Why ray.train.get_checkpoint() from Ray Tune is returning None even after saving the checkpoint?

Question

I am trying to tune my model with ray tune for pytorch. I would really like to be able to save the tuning progress, stop the execution and resume the execution from where I left.
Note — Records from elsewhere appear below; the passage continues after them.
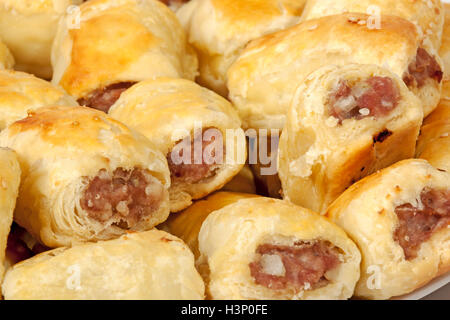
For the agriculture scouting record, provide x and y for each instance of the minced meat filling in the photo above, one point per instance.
(124, 197)
(416, 225)
(374, 97)
(422, 68)
(102, 99)
(301, 266)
Unfortunately, I am not able to resume the execution from the last checkpoint, even after I successfully made the checkpoint.
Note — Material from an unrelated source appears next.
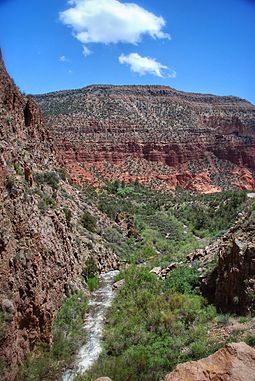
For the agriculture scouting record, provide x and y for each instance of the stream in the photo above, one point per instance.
(100, 301)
I followed the tutorial from the official documentation, from here ray tune example, and tried to implement the same thing for my model, here is my code:

import argparse
import os
import random
import tempfile
import time
import numpy as np
import ray
import torch

from dataset import get_dataset
from models.Backbone import Backbone
from utils import load_config
from ray.train import Checkpoint
from ray import tune
from ray import train
from ray.tune.schedulers import ASHAScheduler
from ray.tune.search import ConcurrencyLimiter
from ray.tune.search.hyperopt import HyperOptSearch
from utils import updata_lr, Meter, cal_score
from tqdm import tqdm


def training(params, model, optimizer, epoch, train_loader):

    model.train()
    device = params['device']
    loss_meter = Meter()

    word_right, struct_right, exp_right, length, cal_num = 0, 0, 0, 0, 0

    for batch_idx, (images, image_masks, labels, label_masks) in enumerate(train_loader):

        images, image_masks, labels, label_masks = images.to(device), image_masks.to(device), labels.to(
            device), label_masks.to(device)
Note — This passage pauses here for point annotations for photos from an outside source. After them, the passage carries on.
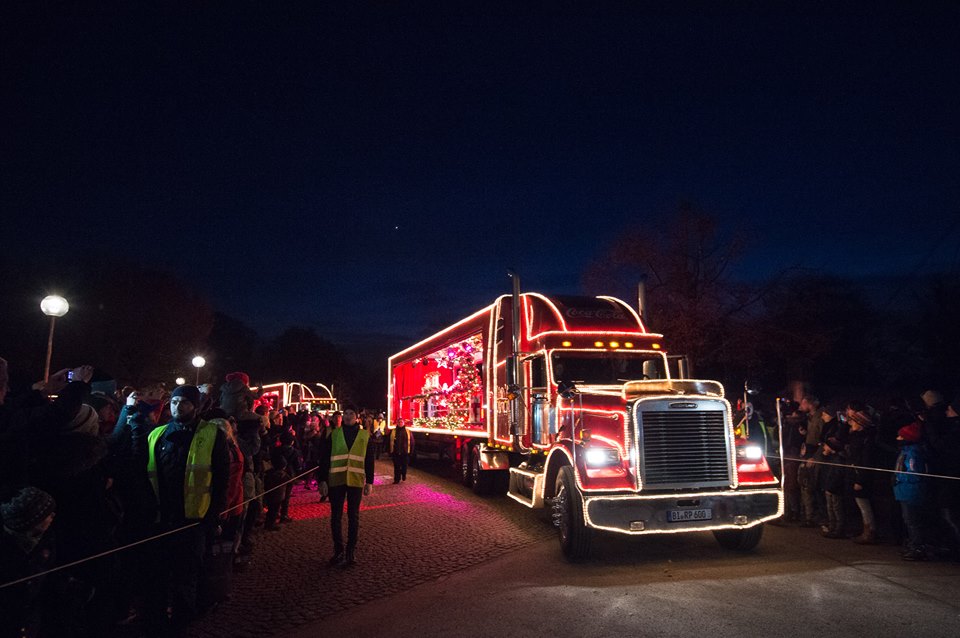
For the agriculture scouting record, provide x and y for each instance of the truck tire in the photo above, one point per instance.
(740, 540)
(574, 535)
(480, 480)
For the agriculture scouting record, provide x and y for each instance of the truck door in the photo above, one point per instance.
(537, 399)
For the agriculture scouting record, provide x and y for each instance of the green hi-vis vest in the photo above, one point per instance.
(199, 472)
(346, 466)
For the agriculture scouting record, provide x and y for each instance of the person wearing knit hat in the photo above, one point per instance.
(931, 398)
(189, 392)
(910, 433)
(911, 489)
(27, 512)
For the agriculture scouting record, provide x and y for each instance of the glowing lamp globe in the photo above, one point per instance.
(54, 306)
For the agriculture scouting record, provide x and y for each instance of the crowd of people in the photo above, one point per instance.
(872, 475)
(197, 473)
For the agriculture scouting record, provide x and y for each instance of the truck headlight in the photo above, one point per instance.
(601, 456)
(750, 452)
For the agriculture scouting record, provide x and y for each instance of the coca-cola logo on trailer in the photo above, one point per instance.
(595, 313)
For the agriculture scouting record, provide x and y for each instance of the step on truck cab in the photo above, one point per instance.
(568, 403)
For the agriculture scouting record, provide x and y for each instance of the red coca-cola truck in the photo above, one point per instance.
(568, 403)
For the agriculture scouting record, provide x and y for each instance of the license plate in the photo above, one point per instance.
(683, 516)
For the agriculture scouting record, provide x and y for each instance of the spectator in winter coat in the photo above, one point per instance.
(236, 397)
(273, 485)
(249, 441)
(811, 494)
(859, 453)
(911, 490)
(944, 437)
(27, 548)
(172, 472)
(294, 462)
(832, 481)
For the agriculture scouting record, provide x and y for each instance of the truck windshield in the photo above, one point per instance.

        batch, time = labels.shape[:2]
        if not 'lr_decay' in params or params['lr_decay'] == 'cosine':
            updata_lr(optimizer, epoch, batch_idx, len(train_loader), params['epoches'], params['lr'])
        optimizer.zero_grad()

        probs, loss = model(images, image_masks, labels, label_masks)

        word_loss, struct_loss, parent_loss, kl_loss = loss
        loss = (word_loss + struct_loss + parent_loss + kl_loss)

        loss.backward()
        if params['gradient_clip']:
            torch.nn.utils.clip_grad_norm_(model.parameters(), params['gradient'])

        optimizer.step()

        loss_meter.add(loss.item())

        wordRate, structRate, ExpRate = cal_score(probs, labels, label_masks)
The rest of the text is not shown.